Dr. Beyeler: Yeah, it's a very exciting thing, but also challenging. So on a practical level right now, I have a joint appointment both in computer science and psychological and brain sciences. And so I try to recruit students also across domains because I think that's really necessary to make progress in this application domain—you have to have a little bit of everything. And I think I've always functioned like that. Even though, you know, a program might have been called computer science or computational neuroscience, really the skill you needed came from a broad range of areas. And so that's very much who I am as a scientist, and that's also who I want my students to be or become.
Luming: Great. So what advice would you give for students who might be interested in pursuing a career in neuro-engineering?
Dr. Beyeler: You definitely need a strong computational background, and I would say it doesn't really matter what you study, as long as you get the methods down, because it tends to be a little easier to learn the neuroscience after you already have the computational background. It's a little harder to go the other way around, at least in my experience.

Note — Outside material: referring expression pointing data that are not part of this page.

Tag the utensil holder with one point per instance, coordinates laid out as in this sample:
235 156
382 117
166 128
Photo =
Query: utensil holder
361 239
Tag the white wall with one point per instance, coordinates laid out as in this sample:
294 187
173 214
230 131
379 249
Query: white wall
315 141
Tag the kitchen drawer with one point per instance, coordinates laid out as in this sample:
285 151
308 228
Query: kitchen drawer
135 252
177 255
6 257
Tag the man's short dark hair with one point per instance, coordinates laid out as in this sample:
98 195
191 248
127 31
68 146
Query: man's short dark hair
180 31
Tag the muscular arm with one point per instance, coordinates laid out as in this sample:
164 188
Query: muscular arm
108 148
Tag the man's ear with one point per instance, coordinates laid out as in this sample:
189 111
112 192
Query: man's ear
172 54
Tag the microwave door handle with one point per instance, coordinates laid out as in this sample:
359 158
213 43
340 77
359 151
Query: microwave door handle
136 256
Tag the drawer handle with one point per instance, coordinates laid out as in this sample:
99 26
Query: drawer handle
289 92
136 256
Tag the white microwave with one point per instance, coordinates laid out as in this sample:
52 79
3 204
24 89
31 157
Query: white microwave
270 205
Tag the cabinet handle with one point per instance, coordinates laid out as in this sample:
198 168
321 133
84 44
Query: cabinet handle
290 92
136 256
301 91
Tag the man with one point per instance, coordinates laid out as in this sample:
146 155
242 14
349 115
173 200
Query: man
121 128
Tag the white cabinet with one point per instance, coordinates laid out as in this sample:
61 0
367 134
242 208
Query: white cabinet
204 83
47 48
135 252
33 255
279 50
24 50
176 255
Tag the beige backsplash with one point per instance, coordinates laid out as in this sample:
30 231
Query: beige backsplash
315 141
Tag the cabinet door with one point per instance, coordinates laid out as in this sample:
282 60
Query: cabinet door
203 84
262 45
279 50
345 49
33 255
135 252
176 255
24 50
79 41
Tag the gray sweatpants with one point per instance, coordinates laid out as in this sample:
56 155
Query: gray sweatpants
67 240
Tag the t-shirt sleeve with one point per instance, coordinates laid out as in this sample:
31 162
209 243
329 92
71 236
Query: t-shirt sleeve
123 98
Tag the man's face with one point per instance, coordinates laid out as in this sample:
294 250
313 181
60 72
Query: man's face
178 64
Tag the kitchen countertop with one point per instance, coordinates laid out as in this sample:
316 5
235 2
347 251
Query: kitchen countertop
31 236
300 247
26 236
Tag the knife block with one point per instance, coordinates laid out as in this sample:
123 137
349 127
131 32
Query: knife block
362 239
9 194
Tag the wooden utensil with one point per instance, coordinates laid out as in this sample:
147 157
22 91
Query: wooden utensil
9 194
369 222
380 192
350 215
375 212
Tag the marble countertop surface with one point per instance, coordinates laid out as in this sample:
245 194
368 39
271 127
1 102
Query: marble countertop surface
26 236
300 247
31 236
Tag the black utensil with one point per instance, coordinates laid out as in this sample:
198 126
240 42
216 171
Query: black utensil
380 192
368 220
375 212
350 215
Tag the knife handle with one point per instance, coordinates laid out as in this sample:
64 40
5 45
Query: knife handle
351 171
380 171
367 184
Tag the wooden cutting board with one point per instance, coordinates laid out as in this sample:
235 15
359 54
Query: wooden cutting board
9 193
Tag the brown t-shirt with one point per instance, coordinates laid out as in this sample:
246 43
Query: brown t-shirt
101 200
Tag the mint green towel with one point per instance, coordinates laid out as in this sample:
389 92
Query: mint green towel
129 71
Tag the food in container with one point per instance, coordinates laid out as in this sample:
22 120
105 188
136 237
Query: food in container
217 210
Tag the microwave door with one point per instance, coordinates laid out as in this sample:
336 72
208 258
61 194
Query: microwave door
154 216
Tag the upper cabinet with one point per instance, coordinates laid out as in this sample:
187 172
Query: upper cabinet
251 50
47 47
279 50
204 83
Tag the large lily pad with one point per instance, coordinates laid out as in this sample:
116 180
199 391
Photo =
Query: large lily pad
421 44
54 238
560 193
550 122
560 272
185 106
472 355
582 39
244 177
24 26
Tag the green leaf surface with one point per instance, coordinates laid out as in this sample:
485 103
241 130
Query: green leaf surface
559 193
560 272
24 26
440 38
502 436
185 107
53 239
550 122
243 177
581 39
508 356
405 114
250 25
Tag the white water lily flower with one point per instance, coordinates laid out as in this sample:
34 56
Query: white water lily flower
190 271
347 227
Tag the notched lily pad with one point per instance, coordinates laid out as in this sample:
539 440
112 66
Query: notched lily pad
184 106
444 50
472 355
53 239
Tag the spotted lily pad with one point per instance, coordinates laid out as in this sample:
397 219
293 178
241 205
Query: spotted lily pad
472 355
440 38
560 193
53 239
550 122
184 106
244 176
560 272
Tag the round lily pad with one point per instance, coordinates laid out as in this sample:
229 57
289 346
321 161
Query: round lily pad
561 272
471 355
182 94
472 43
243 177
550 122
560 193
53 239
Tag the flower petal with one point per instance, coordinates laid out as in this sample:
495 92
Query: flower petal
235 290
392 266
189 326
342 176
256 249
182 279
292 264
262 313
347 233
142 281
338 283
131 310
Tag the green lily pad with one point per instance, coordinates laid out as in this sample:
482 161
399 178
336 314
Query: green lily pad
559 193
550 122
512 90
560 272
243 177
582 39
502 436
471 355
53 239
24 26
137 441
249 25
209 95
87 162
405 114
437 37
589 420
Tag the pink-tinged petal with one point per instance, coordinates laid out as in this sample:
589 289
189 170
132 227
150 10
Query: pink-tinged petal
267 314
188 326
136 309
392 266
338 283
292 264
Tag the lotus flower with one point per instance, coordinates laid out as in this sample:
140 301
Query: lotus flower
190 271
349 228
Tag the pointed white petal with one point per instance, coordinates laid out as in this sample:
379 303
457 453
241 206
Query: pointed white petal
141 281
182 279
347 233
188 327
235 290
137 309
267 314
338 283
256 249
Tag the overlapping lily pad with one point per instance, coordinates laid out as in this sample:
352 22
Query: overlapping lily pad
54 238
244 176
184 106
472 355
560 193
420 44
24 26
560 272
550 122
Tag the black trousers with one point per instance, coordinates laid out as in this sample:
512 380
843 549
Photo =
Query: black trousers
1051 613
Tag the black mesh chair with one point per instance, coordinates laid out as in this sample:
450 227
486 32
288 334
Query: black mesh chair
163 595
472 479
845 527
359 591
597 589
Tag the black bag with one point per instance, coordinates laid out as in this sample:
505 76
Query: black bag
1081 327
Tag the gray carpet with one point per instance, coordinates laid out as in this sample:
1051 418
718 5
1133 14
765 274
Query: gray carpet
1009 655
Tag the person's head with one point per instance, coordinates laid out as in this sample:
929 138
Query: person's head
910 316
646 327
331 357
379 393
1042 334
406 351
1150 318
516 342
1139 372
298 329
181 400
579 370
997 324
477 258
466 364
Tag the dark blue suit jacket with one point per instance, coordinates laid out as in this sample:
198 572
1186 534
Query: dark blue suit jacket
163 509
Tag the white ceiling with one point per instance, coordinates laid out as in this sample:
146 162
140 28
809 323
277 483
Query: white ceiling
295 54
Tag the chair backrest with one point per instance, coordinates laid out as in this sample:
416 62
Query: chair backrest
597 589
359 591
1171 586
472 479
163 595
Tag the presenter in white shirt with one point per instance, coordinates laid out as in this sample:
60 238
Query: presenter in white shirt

But at the end of the day, I think science nowadays is much more interdisciplinary as it's been maybe a decade ago. If we just think about, you know, the applications of machine learning and AI in, in different domains, and if you want to do application-based science sooner or later, you're gonna find yourself in a very interdisciplinary field. And that also takes a certain type of person or a researcher. If you like that stuff, then I think you're going to thrive. It's going to be really, really, really good.
Luming: Yeah. Great. So to finish up do you have a favorite work of science fiction?
Dr. Beyeler: Well, probably the dorkiest answer is I really like The Hitchhiker's Guide to the Galaxy, Douglas Adams, kind of classic. But I also like more contemporary stuff like Black Mirror for example, had actually had a lot of neurotech in there last season. So that was interesting to see, you know, what maybe the public thinks about the potential and possible implications of such technology. So it was very interesting to see from a science perspective as well.
Luming:
Yeah, that's really interesting. And on that note, thank you so much for talking with me today. So that's it for this episode of SciSection! Please make sure to check out all of our newest interviews.